Laboratory of Entomopathogenic Nematodes

The Laboratory of Entomopathogenic Nematodes studies systematics, phylogeny and ecology of entomopathogenic, insect-parasitic and molluscoparasitic nematodes with a special emphasis on their bacterial symbionts and associates. We also explore options for use of selected nematodes as biological control and develop the methods of nematode mass rearing for the large-scale applications. Another line focuses on the use of molecular markers for evolutionary aspects of biology and molecular ecology in broad range of invertebrate organisms.

Research projects

Nematode diversity and phylogeny

Within this long-term project, we focus on studying diversity and phylogeny of entomopathogenic and molluscoparasitic nematodes and their bacterial associates.

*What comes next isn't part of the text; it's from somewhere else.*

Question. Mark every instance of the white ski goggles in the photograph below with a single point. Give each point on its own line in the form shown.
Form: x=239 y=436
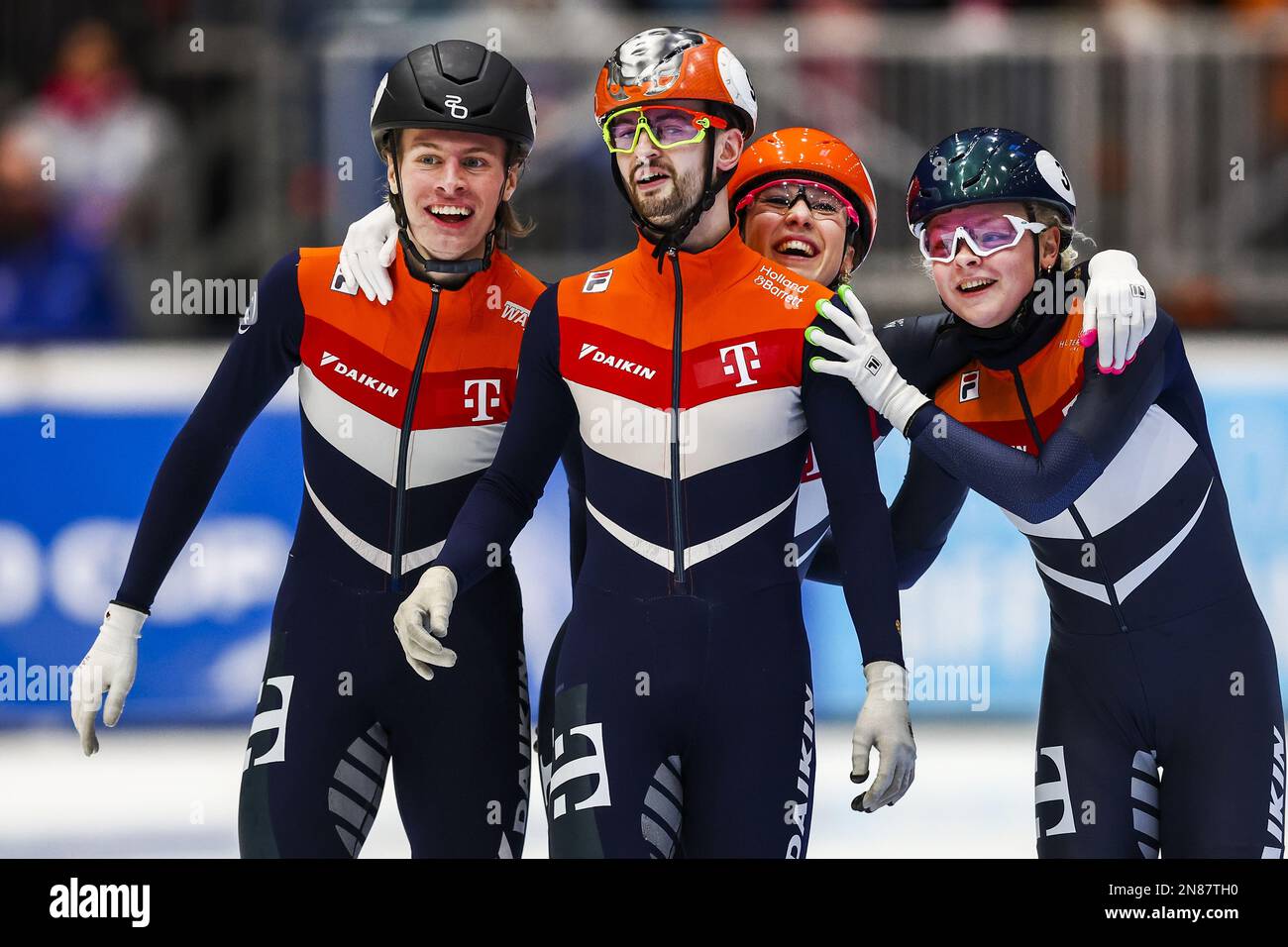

Our studies in EPN and MPN systematics in the last years significantly contributed to our understanding of their diversity by discovering of 5 novel EPN species, and 5 MPN species, with important redescription of Alloionema appendiculatum. We found that the most important genetic marker in EPN systematics, the Internal Transcribed Spacer (ITS) displays larger variability within nematode individuals than between some established steinernematid species. Our results thus significantly affected the systematics and phylogenetic reconstructions of steinernematid EPN. Recently, we documented co-cladogenesis of bacterial symbiont Xenorhabdus indica and its steinernematid nematode hosts (Nermuť et al., 2015; Půža et al., 2015; Bhat et al. 2019).


Within this long-term project we study primarily the possibilities of the use of entomopathogenic and molluscoparasitic nematodes in biocontrol. Recently, we assessed the possibility of the use of entomopathogenic nematodes for the control of the bulb mite Rhizoglyphus robinii. This study has shown that EPNs can invade and kill bulb mite but the mortality is not sufficient for the use of EPNs against these pests. In similar way and with similar results we investigated whether the slug parasitic nematode Alloionema appendiculatum could be used in the control of noxious slugs Arion spp. Presently we investigate the possibility of EPN use against Colorado potato beetle and bark beetles.  Within this project we also identified the method of DNA extraction for taxonomic identification of early developmental stages of forensically important flies (Calliphoridae and Sarcophagidae). It was adopted for the routine work at the Department of forensics of the Institute of Criminalistics, Prague. Important publications: Nermuť et al, 2019a; Nermuť et al. 2019b; Olekšáková et al., 2018.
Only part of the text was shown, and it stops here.